Weniger Falten, volle Lippen - das verspricht eine Behandlung mit Hyaluronsäure. Da Hyaluron große Mengen Wasser binden kann, wird der Stoff als Wundermittel für pralle Haut angepriesen. Und im Gegensatz zu anderen Schönheits-Operationen sind die Eingriffe schon für rund 100 Euro zu haben.
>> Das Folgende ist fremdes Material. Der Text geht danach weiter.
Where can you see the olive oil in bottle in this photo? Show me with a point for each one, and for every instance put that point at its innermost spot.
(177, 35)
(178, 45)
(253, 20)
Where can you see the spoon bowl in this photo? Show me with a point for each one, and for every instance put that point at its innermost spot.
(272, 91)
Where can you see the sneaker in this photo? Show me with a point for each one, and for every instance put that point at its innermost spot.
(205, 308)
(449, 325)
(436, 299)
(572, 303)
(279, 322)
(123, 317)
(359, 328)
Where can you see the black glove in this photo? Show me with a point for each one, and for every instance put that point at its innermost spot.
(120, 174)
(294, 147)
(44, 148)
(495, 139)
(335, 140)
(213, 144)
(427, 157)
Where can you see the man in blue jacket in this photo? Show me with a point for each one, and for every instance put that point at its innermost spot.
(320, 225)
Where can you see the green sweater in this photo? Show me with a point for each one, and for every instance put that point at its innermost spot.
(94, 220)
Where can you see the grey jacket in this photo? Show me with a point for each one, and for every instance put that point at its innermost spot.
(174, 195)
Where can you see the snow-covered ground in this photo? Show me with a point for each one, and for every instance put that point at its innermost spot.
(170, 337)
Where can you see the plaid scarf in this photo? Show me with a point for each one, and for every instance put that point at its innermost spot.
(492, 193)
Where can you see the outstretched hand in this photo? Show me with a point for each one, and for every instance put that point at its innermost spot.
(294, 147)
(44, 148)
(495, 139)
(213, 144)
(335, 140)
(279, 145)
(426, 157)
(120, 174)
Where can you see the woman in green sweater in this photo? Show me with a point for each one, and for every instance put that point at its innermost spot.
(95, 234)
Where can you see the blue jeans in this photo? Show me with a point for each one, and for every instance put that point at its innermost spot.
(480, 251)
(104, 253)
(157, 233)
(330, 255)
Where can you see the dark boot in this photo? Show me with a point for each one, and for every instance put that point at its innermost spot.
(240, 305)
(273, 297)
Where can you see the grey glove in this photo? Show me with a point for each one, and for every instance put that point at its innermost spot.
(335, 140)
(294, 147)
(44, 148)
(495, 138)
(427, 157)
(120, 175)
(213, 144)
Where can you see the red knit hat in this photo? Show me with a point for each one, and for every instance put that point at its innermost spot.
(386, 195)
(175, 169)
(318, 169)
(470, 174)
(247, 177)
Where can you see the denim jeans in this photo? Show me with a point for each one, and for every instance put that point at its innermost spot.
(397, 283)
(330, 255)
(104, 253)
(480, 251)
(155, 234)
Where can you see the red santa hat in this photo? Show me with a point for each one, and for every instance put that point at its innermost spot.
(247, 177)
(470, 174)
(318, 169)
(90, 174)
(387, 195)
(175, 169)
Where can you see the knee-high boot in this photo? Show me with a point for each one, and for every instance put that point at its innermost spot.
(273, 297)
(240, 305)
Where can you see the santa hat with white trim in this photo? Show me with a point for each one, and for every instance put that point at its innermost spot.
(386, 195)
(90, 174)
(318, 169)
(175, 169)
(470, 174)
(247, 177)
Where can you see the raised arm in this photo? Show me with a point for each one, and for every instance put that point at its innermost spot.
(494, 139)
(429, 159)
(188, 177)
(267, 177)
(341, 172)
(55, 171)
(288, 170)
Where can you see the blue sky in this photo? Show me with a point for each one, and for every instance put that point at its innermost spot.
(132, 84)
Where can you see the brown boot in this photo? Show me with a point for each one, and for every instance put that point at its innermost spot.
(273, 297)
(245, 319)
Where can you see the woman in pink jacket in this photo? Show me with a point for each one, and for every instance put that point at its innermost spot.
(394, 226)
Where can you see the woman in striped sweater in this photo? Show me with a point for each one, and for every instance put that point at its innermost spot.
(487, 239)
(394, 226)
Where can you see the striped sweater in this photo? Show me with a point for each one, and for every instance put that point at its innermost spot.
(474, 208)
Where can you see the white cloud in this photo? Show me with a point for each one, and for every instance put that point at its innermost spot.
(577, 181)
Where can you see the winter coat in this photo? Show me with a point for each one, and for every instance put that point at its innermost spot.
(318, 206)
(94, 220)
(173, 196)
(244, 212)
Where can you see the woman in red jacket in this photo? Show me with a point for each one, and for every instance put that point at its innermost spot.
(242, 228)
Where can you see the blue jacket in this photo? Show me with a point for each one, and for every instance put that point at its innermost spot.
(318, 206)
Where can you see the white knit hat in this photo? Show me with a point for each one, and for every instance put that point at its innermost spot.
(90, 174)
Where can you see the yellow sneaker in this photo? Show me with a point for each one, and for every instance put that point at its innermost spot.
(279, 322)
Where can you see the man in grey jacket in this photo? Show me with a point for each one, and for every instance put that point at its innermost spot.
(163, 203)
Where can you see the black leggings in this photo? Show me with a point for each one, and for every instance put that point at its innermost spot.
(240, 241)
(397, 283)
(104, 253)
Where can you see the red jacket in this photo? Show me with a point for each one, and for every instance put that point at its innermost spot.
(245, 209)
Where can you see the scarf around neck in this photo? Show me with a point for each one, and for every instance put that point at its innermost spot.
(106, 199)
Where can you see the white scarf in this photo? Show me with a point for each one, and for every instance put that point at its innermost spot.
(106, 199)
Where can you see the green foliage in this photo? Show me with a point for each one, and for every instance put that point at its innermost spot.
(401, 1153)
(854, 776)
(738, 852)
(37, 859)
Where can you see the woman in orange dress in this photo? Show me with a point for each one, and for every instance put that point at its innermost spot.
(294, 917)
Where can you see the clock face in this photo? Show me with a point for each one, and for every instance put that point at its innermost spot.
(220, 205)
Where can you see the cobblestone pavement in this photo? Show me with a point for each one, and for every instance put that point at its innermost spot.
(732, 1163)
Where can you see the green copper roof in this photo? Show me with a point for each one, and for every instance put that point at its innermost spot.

Hyaluronsäure: Ein flüssiges Implantat mit Risiken

Eine Behandlung mit Hyaluron ist allerdings alles andere als harmlos: Hyaluron wird unter die Haut gespritzt. Bei falscher Anwendung kann es zu schweren Nebenwirkungen kommen wie Narben, Entzündungen und Lähmungen. Das ist nicht nur schmerzhaft, sondern auch teuer. Die Krankenkassen übernehmen in der Regel keine Kosten für Folgeschäden aus solchen Anwendungen.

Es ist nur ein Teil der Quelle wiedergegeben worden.